A.C. - Oui parce que je pense que j'ai la chance de côtoyer Télénie Sissoko et Rose Lavaud qui ont pu le vivre. C'est vrai qu'elles m'ont en dit que du bien et que c'était une expérience énorme à vivre. Donc forcément au-delà de l'aspect footballistique bien sûr, jouer une Coupe du Monde tout le monde à envie de la faire, d'avoir ce côté enrichissant, ce côté humain.

J'ai intégré le groupe de D1 à l'âge de 16, donc forcément j'ai côtoyé rapidement des joueuses avec beaucoup d'expériences. Je pense que ça y a participé tout comme le Pôle Espoirs. Tout ça, ça fait grandir plus vite.

Honnêtement pas pour l'instant [la A] parce que y'a encore beaucoup de joueuses devant moi. Mon objectif c'est vraiment l'universitaire, et pourquoi pas avoir quelques sélections en B, ça serait déjà très bien je pense. Puis m'installer comme titulaire en pointe avec Saint-Etienne. C'est comme ça que je pourrais postuler peut être à une place en A.

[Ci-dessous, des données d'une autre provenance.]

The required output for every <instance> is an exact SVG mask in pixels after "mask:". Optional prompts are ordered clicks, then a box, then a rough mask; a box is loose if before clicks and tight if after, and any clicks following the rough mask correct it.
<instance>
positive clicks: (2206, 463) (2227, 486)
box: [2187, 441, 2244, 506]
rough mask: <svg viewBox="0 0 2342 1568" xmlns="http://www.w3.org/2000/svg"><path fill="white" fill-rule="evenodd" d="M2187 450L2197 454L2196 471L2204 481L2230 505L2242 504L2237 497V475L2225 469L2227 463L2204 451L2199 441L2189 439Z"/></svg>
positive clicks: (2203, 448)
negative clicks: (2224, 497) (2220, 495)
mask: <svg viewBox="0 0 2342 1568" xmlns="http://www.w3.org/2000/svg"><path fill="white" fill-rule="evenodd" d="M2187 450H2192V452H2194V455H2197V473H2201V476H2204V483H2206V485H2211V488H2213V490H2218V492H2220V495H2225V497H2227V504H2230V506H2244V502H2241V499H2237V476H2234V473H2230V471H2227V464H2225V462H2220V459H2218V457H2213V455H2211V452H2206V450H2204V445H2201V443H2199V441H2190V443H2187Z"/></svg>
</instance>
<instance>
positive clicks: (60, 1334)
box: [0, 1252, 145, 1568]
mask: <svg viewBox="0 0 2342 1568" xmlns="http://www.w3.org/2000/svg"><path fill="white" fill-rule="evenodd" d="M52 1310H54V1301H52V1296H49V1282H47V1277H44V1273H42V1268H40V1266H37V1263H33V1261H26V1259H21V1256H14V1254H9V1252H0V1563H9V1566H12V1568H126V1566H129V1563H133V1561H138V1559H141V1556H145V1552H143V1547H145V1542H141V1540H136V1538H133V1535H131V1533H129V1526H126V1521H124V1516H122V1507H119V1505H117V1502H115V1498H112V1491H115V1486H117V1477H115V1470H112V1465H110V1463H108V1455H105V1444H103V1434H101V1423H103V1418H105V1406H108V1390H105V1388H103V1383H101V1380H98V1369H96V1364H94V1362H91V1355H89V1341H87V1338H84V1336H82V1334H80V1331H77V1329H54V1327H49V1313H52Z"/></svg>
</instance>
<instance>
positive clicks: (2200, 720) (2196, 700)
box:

Tu te verrais aller jouer dans une autre ligue pour progresser ?
A.C. - Pourquoi pas oui [un autre championnat] c'est une possibilité intéressante. Après mon objectif c'est d'avoir un diplôme, avant de penser à partir ailleurs. J'aime bien l'Angleterre, je pense que ça peut être une belle opportunité avec une ligue qui progresse très vite, avec de bonnes équipes.

Notre dernière question, ça concerne votre prochain match ce week-end contre Juvisy. C'est une rencontre que vous devez appréhender après votre victoire 2-0 à l'aller, sans forcément avoir de craintes ?

A.C. - C'est un match qui va être très important parce qu'en match aller, on a réussi à faire une très belle prestation donc je pense que ça va être plus compliqué pour ce match retour parce qu'elles nous attendent encore plus. Donc va falloir rééditer le scénario qu'on a pu réaliser et relever notre niveau encore plus, parce qu'elles vont vraiment vouloir montrer que c'était un mauvais pas. Donc ça sera plus compliqué qu'au match aller [à domicile] mais nous on va pas lâcher.